Dubai runs on movement. People arrive, make their money, and leave; the average stay is short, and the whole culture is tuned to the transaction rather than the relationship. This is not a criticism — it is simply the water we swim in. But it means that the rarest and most valuable thing you can find here is someone who is actually staying.
The permanence test
When I assess anyone I might work with — a partner, an advisor, a developer, a founder — I am really asking one question underneath all the others: are you building a reputation here, or extracting a return and moving on? Because those two people behave very differently the moment something goes wrong.
The person building a reputation cannot afford to burn you; this city is smaller than it looks, and they intend to still be here in ten years, needing your goodwill. The person extracting and leaving has no such constraint. Their incentives quietly point away from your interest, and you will only discover it at the worst possible moment.
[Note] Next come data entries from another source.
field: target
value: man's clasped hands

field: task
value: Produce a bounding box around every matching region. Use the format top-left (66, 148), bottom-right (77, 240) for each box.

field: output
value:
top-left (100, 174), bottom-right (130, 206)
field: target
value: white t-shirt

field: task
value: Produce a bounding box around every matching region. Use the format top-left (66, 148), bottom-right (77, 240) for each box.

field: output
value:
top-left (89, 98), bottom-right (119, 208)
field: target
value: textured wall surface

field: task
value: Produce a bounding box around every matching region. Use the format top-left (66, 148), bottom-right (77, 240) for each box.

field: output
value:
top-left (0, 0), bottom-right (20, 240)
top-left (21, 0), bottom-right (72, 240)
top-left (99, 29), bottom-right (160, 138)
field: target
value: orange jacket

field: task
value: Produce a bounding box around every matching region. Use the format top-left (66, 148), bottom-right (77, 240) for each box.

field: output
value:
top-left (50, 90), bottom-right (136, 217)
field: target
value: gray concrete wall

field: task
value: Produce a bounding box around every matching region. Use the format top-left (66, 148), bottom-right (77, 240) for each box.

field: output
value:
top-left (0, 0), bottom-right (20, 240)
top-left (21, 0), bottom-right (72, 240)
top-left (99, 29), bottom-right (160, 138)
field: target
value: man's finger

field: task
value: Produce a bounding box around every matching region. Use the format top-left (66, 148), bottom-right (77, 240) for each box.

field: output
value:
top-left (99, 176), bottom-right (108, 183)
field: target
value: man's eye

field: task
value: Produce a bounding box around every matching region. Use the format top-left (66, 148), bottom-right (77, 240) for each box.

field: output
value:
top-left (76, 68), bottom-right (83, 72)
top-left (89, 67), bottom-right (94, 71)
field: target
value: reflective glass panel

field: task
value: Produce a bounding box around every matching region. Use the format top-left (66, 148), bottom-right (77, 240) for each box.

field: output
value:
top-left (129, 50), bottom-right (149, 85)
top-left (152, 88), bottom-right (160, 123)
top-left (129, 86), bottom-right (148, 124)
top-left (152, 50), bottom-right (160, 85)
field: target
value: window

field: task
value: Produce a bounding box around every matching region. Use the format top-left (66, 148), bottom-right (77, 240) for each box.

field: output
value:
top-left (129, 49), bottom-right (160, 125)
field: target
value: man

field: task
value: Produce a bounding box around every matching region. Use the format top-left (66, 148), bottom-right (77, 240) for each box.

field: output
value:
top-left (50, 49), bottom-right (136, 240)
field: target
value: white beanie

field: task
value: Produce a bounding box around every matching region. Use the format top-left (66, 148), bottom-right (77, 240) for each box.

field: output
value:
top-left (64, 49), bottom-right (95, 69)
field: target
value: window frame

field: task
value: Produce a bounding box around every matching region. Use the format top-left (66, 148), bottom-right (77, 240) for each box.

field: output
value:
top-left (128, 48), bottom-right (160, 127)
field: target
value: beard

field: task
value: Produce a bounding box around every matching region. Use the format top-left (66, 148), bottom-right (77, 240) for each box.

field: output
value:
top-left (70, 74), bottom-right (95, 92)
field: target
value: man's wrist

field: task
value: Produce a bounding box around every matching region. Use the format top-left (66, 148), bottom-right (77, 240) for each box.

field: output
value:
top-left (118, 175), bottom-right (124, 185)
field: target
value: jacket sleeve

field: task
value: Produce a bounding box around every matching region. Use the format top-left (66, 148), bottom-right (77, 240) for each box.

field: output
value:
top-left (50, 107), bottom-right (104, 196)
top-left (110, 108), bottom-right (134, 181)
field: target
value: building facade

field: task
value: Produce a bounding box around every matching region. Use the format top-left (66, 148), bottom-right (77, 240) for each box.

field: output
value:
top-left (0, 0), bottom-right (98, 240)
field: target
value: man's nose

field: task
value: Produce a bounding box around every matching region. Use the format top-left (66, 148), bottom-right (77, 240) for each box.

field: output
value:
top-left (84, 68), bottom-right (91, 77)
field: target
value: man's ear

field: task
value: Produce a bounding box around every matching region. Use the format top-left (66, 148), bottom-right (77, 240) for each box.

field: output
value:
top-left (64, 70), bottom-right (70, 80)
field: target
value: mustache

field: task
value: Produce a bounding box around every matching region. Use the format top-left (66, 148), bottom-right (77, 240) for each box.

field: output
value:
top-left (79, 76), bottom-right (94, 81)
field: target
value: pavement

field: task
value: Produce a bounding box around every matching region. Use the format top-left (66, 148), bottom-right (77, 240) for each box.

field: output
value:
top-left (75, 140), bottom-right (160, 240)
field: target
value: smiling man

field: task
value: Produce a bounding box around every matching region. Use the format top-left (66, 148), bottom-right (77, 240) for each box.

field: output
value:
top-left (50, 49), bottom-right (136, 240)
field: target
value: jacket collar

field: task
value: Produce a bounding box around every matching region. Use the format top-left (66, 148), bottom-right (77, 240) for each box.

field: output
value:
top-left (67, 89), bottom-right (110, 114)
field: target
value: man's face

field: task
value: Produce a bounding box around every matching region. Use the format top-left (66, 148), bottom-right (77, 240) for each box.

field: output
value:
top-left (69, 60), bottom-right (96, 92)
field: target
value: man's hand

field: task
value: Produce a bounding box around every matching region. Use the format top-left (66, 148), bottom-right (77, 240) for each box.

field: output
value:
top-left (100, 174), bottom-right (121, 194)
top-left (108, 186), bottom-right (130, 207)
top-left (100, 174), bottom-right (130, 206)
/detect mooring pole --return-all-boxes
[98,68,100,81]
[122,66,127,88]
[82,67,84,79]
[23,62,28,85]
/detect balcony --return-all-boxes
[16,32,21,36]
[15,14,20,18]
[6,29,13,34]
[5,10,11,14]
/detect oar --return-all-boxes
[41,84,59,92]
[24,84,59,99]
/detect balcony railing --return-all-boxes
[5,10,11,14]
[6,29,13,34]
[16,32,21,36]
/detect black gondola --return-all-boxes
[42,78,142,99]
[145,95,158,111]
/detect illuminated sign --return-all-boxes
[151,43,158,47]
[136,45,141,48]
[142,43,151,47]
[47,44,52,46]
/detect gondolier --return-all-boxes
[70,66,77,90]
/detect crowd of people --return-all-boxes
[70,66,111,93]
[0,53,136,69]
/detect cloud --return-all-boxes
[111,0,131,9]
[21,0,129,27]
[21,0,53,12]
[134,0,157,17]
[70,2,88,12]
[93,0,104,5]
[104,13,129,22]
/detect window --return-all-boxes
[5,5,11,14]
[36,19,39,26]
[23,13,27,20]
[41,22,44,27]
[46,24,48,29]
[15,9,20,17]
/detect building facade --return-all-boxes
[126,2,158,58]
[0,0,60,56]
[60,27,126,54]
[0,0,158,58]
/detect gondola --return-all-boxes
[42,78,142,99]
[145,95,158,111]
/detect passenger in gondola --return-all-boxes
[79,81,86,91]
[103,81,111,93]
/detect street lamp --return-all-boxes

Deal with people who have to live with the consequences of how they treated you.
How to read it
Look for roots. How long have they been here? Is their family here? Have they built anything that outlived a single deal? Do they talk about the future of this place, or only the return on this quarter? References matter, but so does simple continuity — the person who has quietly done good work in the same city for a decade has told you something no pitch can.
In a transient city, permanence is not a soft virtue. It is a hard filter, and it is one of the most protective decisions you can make.